The troika issued a statement on Wednesday night confirming the conclusion of a seven-month review of the Greek adjustment program in which the country’s lenders appeared broadly positive about Greece’s prospects but highlighted banks’ capital needs and this year’s surplus as two key areas that need to be watched closely.
“The mission and the authorities agreed that the economy is beginning to stabilize and is poised for a gradual resumption of growth, broadly in line with our previous projections,” the International Monetary Fund, the European Central Bank and the European Commission said in a statement issued some 30 hours after the Greek government had announced the conclusion of the review. “Prices are adjusting and inflation remains well below the euro area average.”
Without identifying a specific figure, the troika acknowledged that Greece had exceeded its primary surplus target for 2013 but added that this was partly achieved due to one-off measures that would not apply this year.
“Preliminary estimates suggest the 2013 primary balance target was met with a substantial margin,” said the troika. “While only a small portion of this overperformance will carry over into 2014, we believe that the 2014 fiscal targets will also be met, taking into account the measures being implemented and planned.”
The lenders’ statement also indicated that a solidarity tax on incomes introduced in 2011 as an emergency measure could be extended beyond this year to 2015 as well to help the government meet its target of producing a 3 percent of GDP surplus by then.
The troika further drew attention to the issue of banks’ capital needs, indicating that it remains skeptical about the 6.4-billion figure presented by the Bank of Greece earlier this month based on stress tests carried out by BlackRock.
“According to the assessment of the mission teams, there are upside risks to the capital needs estimates, in particular, if the authorities and banks do not urgently and efficiently address the high level of nonperforming loans,” Greece’s lenders said. “Swift recapitalization of banks will strengthen their balance sheets. The Bank of Greece should remain vigilant in its oversight of the banking system and proceed forcefully in requiring banks to quickly work out their large stock of problem assets.”
The troika also called for a swifter private sector debt resolution process and insisted that the Hellenic Financial Stability Fund should maintain its current capital buffer “to meet future adverse contingencies.”
Greece’s lenders appeared broadly satisfied in terms of the country’s efforts on structural reforms. “The authorities are making progress on structural reforms to improve the growth potential and flexibility of the Greek economy and help create a fairer and more supportive environment for investment, growth, and job creation.”
In addition, Greece’s lenders gave an indication of the liberalization measures, as recommended by the Organization for Economic Cooperation and Development (OECD), that the coalition government has agreed to adopt.

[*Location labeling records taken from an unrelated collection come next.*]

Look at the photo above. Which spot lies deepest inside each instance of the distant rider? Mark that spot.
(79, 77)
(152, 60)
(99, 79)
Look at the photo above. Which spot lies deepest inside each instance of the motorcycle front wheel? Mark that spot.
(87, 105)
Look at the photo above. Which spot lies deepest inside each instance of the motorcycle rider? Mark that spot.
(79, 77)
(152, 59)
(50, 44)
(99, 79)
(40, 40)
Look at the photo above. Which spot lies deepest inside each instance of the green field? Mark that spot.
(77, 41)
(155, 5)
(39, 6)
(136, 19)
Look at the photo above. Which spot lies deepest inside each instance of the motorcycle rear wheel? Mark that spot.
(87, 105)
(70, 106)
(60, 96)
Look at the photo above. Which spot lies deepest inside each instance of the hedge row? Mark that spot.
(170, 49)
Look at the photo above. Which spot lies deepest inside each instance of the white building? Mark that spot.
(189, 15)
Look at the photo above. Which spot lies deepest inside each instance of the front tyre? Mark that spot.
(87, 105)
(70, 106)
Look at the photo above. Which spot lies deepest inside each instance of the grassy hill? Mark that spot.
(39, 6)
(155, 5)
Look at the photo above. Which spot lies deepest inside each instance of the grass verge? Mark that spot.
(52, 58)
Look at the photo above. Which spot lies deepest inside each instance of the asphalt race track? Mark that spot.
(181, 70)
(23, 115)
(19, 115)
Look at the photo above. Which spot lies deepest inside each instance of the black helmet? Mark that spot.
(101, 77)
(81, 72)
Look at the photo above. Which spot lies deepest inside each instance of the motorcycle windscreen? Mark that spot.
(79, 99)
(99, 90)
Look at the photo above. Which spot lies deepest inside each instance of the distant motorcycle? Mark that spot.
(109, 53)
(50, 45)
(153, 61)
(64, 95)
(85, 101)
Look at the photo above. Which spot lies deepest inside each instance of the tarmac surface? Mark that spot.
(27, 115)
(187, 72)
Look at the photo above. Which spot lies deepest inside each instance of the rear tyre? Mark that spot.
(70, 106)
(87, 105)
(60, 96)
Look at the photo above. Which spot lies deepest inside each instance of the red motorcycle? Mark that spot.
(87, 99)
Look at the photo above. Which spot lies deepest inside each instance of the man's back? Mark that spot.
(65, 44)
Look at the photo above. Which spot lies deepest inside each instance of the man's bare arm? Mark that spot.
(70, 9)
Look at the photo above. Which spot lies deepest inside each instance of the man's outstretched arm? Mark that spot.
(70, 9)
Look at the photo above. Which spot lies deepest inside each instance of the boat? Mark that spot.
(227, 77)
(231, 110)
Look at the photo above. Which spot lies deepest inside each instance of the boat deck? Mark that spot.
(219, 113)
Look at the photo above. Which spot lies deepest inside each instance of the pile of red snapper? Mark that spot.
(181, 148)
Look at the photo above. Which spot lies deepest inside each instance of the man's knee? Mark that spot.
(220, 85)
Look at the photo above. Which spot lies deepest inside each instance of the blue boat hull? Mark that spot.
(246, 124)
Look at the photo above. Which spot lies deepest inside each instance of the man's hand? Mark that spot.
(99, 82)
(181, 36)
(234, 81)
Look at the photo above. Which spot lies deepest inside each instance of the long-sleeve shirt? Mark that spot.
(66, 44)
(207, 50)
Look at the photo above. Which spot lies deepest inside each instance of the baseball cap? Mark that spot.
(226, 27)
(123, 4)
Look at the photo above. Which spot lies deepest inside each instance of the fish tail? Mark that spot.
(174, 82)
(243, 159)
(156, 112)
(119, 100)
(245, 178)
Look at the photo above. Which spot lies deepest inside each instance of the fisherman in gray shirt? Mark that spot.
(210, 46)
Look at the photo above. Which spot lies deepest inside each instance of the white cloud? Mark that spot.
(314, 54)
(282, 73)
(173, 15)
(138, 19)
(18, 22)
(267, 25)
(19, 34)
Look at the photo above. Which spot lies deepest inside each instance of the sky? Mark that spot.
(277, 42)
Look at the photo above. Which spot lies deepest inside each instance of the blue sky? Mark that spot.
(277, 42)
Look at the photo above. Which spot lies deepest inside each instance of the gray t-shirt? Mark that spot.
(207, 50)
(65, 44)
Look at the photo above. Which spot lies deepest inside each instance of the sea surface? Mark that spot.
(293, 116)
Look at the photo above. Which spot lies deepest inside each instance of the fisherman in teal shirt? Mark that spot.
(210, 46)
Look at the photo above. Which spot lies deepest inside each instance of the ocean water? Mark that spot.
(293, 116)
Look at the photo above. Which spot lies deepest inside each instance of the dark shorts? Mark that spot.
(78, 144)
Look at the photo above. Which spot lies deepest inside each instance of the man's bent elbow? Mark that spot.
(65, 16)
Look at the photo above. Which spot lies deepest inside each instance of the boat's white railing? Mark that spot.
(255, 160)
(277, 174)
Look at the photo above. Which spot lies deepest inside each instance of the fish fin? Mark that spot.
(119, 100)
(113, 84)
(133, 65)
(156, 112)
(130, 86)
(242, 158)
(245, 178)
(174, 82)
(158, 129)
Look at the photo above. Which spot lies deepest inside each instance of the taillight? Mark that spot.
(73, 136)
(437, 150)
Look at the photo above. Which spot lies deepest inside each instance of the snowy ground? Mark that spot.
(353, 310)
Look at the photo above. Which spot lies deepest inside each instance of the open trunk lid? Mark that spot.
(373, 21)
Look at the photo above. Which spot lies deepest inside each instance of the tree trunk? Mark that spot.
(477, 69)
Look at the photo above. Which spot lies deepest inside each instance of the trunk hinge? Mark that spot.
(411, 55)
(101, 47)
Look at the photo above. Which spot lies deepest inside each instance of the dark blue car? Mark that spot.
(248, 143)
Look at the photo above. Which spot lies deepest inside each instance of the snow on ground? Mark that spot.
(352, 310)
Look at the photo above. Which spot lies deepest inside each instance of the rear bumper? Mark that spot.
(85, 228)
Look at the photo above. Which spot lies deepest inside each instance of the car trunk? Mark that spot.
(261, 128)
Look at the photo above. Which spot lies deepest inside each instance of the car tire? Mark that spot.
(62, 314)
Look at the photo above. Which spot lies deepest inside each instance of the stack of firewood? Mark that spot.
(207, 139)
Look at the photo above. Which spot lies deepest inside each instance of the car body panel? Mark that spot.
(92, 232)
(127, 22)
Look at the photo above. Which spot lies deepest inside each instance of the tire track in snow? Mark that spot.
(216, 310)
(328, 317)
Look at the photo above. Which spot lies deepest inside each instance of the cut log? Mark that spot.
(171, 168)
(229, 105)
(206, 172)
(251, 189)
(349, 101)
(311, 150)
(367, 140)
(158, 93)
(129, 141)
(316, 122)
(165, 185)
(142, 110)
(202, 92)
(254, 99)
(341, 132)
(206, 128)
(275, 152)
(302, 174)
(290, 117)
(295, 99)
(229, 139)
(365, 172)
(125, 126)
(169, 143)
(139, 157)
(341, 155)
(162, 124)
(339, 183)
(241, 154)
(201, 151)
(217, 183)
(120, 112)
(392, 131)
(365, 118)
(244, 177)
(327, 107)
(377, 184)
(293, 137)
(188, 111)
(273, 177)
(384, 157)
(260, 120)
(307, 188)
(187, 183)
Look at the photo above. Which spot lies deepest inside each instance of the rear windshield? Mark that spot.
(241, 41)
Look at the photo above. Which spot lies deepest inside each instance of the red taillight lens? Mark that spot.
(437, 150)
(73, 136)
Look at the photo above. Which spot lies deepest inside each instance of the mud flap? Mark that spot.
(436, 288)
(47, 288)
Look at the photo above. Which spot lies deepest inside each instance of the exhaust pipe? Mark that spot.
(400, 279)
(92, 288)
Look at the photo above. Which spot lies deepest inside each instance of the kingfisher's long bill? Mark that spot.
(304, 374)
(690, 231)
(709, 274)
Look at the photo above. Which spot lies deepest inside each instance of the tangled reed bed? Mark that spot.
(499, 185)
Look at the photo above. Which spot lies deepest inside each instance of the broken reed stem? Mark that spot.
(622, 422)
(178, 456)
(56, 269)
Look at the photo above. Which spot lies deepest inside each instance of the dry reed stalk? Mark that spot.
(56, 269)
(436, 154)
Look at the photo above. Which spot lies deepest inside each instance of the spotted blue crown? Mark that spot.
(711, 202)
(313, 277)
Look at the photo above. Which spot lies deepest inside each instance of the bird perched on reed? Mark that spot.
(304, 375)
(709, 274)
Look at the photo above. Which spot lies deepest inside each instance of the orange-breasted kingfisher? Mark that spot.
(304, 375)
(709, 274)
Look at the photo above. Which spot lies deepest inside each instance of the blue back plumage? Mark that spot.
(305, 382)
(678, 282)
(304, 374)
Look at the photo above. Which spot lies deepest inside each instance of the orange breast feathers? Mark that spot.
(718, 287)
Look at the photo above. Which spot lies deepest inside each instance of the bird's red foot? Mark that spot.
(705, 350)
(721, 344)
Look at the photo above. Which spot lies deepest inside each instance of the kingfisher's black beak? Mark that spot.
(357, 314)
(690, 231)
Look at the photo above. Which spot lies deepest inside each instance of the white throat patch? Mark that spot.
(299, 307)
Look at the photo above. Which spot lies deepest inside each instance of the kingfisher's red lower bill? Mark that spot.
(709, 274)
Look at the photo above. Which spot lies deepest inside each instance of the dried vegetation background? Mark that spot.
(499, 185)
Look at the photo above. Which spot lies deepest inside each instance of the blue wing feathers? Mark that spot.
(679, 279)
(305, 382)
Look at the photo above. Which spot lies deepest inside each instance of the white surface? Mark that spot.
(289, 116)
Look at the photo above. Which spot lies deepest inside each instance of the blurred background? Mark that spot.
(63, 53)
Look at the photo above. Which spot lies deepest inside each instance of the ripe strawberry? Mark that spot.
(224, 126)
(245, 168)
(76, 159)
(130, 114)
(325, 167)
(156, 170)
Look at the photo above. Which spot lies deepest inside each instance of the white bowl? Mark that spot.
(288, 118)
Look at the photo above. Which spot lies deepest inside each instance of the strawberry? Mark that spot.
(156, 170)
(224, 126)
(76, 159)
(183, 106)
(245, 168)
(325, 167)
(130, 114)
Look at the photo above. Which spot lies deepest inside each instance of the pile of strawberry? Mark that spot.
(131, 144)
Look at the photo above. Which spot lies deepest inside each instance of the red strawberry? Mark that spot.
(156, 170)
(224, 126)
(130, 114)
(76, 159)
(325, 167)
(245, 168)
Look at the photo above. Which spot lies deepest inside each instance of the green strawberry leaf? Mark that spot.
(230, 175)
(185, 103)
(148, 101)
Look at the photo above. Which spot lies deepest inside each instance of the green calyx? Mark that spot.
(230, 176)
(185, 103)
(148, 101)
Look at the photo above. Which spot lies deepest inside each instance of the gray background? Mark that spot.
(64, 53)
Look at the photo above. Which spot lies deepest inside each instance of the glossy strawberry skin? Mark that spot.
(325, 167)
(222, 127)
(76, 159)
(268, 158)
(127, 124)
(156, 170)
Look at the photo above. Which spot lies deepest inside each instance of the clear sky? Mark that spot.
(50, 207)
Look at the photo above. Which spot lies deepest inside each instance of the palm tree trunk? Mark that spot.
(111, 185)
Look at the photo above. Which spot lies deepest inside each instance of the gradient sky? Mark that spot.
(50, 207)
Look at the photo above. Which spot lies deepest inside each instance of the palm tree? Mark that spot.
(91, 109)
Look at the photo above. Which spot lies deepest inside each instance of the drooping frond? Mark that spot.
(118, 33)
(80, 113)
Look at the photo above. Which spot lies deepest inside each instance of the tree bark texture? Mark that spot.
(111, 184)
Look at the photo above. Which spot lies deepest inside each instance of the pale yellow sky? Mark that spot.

“They are committed to implementing a very large majority of product market reforms identified by the recent OECD study in the areas of food processing, tourism, building materials, and retail; to taking concrete measures to liberalize the transport and rental markets and open up closed professions; and to reducing social security contribution rates and nuisance taxes,” the statement said.
Athens has so far remained silent on this aspect of its agreement with the troika.